LA CIOTOLA DEL CANE PIENA. «Amo la mia famiglia, la amo più di ogni altra cosa al mondo», ha detto Borman, «amo mia moglie Susan», malata di Alzheimer a cui l’ex nocchiero dell’Apollo dedica oggi ogni giorno della sua vita e che allora lo vide partire con i suoi figli piccoli, sul missile («quel fragore spaventoso: non dove essere stato bello per loro immaginare che il padre fosse là dentro»). Tornato, riuscì solo a spiegare loro quanto gli fossero mancati, chiedere come andasse la scuola, chiedere perché la ciotola del cane fosse ancora colma di cibo, «siamo tornati subito al nocciolo delle cose».

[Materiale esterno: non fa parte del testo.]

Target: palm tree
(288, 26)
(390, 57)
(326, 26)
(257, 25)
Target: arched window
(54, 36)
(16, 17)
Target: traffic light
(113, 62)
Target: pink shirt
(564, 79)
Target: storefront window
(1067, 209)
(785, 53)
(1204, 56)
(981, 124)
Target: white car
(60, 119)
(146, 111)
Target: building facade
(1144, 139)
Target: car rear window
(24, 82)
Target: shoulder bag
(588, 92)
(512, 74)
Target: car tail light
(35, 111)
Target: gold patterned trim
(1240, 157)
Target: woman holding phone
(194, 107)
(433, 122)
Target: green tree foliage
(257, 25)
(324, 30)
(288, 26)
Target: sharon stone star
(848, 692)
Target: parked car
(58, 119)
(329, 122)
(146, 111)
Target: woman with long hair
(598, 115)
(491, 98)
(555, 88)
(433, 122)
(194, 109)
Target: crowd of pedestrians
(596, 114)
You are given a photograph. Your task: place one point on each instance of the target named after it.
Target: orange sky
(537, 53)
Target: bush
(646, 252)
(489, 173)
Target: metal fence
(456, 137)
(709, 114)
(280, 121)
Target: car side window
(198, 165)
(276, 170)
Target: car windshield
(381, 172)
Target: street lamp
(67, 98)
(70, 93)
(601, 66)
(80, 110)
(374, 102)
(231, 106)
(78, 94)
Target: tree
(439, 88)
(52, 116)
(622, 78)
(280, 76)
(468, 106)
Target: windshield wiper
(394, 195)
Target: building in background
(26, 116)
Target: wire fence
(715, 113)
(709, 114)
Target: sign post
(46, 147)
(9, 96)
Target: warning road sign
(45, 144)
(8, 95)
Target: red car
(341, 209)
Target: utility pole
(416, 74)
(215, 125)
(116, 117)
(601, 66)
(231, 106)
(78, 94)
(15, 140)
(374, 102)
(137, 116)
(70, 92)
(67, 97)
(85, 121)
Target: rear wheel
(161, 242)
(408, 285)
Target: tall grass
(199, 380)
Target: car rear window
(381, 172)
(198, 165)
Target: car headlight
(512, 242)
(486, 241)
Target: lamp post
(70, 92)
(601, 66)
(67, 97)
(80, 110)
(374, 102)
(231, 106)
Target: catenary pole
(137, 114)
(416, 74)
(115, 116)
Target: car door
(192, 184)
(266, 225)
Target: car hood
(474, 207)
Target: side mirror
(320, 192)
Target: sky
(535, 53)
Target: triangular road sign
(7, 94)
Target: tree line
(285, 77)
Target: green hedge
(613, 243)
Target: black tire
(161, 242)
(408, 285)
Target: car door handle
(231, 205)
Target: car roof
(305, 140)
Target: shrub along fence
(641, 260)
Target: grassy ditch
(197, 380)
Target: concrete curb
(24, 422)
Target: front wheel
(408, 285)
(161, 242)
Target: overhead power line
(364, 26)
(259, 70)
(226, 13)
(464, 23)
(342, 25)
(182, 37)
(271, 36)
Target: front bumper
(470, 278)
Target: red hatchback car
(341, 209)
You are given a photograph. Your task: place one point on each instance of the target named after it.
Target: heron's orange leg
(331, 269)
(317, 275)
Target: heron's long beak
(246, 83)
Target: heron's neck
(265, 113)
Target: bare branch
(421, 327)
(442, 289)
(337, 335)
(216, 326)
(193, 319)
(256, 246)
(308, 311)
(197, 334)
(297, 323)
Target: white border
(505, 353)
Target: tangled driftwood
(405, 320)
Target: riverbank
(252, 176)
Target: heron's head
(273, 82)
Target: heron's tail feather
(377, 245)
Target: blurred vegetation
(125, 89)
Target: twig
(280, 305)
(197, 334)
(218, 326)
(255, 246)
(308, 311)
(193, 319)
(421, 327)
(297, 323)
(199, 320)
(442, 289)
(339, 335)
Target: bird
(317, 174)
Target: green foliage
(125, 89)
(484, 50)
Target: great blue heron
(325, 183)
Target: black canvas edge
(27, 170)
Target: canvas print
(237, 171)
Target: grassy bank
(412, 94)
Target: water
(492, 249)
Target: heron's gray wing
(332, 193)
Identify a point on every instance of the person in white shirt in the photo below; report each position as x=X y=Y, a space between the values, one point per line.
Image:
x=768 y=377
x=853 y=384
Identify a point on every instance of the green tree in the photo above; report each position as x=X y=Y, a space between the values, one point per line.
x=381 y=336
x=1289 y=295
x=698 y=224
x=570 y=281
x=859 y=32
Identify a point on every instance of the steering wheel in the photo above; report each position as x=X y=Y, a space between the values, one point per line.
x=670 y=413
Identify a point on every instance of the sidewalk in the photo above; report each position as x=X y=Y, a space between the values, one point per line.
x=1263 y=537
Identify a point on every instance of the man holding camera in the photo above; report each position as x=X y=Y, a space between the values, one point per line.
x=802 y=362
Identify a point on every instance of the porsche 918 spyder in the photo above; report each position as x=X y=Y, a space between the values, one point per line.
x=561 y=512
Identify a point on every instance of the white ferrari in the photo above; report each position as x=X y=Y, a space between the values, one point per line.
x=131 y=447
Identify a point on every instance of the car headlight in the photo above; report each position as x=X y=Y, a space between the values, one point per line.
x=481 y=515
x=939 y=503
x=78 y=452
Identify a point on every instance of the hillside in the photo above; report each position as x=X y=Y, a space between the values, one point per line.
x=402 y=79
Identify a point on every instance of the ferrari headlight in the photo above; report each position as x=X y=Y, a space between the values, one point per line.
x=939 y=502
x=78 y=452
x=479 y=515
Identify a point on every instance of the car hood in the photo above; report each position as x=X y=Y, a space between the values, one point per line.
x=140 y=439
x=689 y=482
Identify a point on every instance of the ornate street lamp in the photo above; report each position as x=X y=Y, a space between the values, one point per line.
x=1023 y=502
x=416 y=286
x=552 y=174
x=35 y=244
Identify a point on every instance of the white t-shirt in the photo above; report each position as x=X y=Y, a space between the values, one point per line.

UN CUORE CARO, UN CUORE UMANO. E c’è qualcosa di meravigliosamente onesto e poetico nel desiderio di questo strano Caligola della terraferma, che proprio come l’imperatore di Camus nelle notti senza sonno (i sonniferi lassù non funzionavano) sembra avere incontrato nel chiarore dolce e splendido delle stelle il destino («non puoi immaginare che aria idiota che ha. E monotona» dice Caligola), e avere davvero iniziato a bramare il cielo: quello che alberga da sempre in una stanza, nello scampolo di un cuore caro, un cuore umano.